Manager Rob Edwards vowed to keep fighting and told his players they cannot give up after rock-bottom Wolves’ humiliating campaign continued with a 2-0 home defeat to Brentford.

Keane Lewis-Potter’s second-half brace secured the Bees’ victory at Molineux, where Jorgen Strand Larsen saw a late penalty saved by Caoimhin Kelleher and the home faithful made their fury clear.

Wolves’ 10th successive top-flight defeat means they have a paltry two points after 17 matches, equalling the Premier League record low set by Sheffield United in the 2020/21 season.

Newport’s fourth-tier team of 1970/71 are the only other side in English league history to have recorded so few points at this stage, but Edwards pledged to keep going.

“We have to (keep fighting),” he said. “I just said it to their lads in there now ‘you can’t give up’. That would be mental.

“I said ‘I’m standing in front of you now, I’m going to fight, and I know all the staff are with me and are going to fight, and I need all of the lads to come together and help each other and fight as well’. That’s what we have to do.

“Yes, it’s an extremely difficult situation we’ve come into and obviously it’s continuing that way at the moment in terms of results.

“I don’t feel that way when we’re around the training ground. I feel the lads are with us and they’re really trying hard.

“We’ve seen an improvement in the last couple of weeks in training and the work they’re doing.

“We have to keep believing and then doing the right things and you hope then things will turn.

“We have seen games where it’s been really close and could have gone either way and we’re coming off the wrong end of those at the moment.

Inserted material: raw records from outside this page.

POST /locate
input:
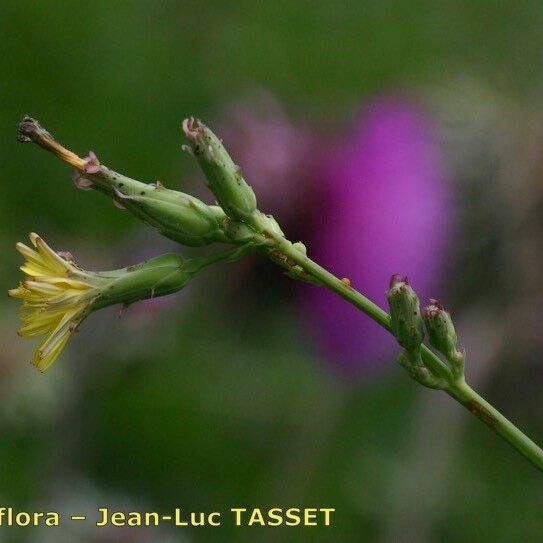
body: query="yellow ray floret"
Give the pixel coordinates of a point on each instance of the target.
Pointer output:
(56, 296)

“We’ve got to stop making basic errors. We’ve got to keep trying to do the right things to avoid doing that.”

Asked if he had any regrets about leaving Middlesbrough to take the Molineux post last month, Edwards laughed and then said: “No, none at all.

“I knew it was going to be difficult. I’m well up for the challenge and I just said that to the lads in there as well.”

While it seems a matter of when rather than if Wolves are relegated, visitors Brentford moved 10 points clear of the relegation zone with Saturday’s victory.

Bees boss Keith Andrews, who began his playing career at Molineux, said: “I genuinely thought it was always going to be a difficult game.

“There’s no divine right to win games. This is Rob’s sixth game in charge and in the previous five games they’ve been drawing at half-time, and they’ve played teams like Arsenal, Aston Villa.

“So, it’s no divine right to come in and expect you’re going to score a goal in the first 20, 30 minutes and just stroll around Molineux. You’ve got to earn that right.”